1912: The only ship in the Hawaiian navy, the Kaimiloa, is beached at Pearl Harbor, burned, and the ashes raked for copper.

1926: Bishop Estate trustees announce plans for a $2.5 million Kamehameha Schools campus.

1932: Thomas G. Thrum dies just five days shy of his 90th birthday. He began publishing the Hawaiian Annual and Almanac in 1875. It eventually was known as Thrum's Annual. He also founded the monthly Paradise of the Pacific.

1944: An explosion on LST 353 in Pearl Harbor's West Loch kills 163. Drums of gasoline, explosives and vehicles of all types were crammed onto the decks and in the holds of landing ships in Pearl Harbor as the military prepared for the invasion of Saipan, just 25 days off.

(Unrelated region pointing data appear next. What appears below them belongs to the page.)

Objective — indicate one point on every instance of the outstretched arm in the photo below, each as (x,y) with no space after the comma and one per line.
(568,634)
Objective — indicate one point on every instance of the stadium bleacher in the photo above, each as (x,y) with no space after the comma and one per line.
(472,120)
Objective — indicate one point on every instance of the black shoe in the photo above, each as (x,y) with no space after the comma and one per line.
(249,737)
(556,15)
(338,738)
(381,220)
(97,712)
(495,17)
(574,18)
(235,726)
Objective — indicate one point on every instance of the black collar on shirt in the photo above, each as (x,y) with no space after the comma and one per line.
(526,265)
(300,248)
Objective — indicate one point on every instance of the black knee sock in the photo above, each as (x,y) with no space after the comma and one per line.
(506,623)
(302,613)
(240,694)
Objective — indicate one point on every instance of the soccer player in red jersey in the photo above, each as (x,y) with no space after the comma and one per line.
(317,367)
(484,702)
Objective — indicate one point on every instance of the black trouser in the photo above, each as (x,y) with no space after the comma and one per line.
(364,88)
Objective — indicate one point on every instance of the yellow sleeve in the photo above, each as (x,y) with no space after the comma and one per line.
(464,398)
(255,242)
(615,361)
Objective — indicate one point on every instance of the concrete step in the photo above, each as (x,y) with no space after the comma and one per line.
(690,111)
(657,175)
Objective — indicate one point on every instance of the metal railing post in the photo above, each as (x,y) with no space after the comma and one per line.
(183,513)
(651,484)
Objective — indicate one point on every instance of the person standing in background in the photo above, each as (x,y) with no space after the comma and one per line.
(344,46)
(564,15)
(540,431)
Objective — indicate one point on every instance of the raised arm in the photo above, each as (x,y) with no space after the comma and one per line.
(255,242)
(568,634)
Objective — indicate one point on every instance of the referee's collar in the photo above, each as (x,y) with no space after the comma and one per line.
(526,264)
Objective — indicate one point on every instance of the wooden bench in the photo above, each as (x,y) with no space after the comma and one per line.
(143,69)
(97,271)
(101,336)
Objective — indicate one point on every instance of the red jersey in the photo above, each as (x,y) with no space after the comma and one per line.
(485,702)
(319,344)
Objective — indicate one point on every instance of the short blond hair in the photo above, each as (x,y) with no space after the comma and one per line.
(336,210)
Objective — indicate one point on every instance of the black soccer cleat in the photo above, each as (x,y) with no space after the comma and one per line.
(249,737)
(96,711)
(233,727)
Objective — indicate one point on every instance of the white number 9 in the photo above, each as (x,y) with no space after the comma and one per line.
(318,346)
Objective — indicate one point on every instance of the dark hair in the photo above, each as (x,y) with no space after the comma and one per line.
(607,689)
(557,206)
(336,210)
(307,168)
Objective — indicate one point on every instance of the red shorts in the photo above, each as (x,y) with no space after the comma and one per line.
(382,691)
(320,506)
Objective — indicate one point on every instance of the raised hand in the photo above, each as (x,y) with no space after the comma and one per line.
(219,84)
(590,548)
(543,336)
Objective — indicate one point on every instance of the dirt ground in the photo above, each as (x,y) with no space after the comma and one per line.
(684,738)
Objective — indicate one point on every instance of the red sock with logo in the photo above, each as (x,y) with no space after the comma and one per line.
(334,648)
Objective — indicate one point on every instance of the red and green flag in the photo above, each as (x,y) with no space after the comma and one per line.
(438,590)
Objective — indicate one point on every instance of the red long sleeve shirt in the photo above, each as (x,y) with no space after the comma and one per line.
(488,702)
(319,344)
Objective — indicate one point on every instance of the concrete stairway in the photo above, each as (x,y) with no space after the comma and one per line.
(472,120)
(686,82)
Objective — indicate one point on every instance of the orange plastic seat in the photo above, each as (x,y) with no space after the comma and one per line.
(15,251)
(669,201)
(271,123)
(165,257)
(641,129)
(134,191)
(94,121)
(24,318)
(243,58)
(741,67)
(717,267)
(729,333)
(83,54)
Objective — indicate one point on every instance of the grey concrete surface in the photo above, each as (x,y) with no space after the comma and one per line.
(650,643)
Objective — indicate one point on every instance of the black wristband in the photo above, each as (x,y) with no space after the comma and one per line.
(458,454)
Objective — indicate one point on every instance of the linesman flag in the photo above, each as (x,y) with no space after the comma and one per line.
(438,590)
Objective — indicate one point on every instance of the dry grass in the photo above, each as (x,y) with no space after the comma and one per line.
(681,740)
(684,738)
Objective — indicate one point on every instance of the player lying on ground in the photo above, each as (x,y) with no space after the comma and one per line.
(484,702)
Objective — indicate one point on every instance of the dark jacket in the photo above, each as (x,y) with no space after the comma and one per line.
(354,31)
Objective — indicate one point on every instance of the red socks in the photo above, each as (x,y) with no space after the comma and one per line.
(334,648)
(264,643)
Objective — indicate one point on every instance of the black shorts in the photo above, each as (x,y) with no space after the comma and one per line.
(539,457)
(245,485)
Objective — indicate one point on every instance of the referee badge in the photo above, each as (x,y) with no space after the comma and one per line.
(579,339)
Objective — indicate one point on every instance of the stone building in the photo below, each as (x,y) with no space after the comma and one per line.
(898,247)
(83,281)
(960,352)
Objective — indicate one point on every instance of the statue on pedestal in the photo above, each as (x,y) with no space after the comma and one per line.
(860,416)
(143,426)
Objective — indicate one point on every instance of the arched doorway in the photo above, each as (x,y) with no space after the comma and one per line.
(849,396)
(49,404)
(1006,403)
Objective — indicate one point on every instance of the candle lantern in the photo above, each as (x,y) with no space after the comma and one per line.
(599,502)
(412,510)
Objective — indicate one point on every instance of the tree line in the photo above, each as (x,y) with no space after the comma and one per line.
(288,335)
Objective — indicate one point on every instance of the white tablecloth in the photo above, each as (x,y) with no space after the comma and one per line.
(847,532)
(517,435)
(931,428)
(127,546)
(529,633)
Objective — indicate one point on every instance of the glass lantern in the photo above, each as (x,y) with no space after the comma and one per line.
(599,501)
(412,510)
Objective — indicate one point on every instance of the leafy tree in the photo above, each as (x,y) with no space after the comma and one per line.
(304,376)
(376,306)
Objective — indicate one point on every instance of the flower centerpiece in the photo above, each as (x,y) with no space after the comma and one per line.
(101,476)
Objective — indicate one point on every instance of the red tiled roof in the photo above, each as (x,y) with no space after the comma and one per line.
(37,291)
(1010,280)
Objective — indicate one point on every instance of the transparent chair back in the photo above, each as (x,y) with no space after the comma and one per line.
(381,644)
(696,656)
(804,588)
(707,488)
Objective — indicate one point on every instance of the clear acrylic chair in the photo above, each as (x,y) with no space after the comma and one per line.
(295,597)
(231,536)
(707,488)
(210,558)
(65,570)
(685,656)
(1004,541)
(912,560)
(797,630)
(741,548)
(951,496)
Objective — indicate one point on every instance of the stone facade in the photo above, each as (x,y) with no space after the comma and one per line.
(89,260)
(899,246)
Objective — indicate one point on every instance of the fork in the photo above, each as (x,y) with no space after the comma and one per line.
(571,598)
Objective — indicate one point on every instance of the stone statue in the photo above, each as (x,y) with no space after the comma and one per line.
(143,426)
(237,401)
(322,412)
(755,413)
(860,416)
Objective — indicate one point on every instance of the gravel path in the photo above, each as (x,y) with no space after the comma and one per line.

1945: Hawai'i's "Little Wagner" Act becomes law. It gives plantation workers the right to collective bargaining.

1964: American Factors announces plans for a $60 million resort at Ka'anapali on Maui.

1966: Dr. George Straub, founder of Straub Clinic, dies at the age of 87.

1968: Honolulu police arrest 160 students and faculty members who refused to leave the University of Hawai'i's Bachman Hall. Among the last to be taken into custody was Professor Oliver Lee, the central figure in the controversy between the administration and students. The sit-in and a boycott of classes were aimed at forcing the Board of Regents to accept a Faculty Senate hearing committee report on Lee's tenure case.

1986: Mary Pukui, author, researcher, translator, lexicographer, genealogist, composer and dean of Hawaiian scholars, dies at the age of 91.

1987: The voyaging canoe Hokule'a anchors in Hilo Harbor at the end of its historic 13,000-mile, two-year "Voyage of Rediscovery." Nainoa Thompson navigated Hokule'a the entire trip, which sought to prove that ancient Polynesians could have populated the Pacific with daring and long sails over open ocean using only celestial navigation. The voyage took the canoe as far south as New Zealand.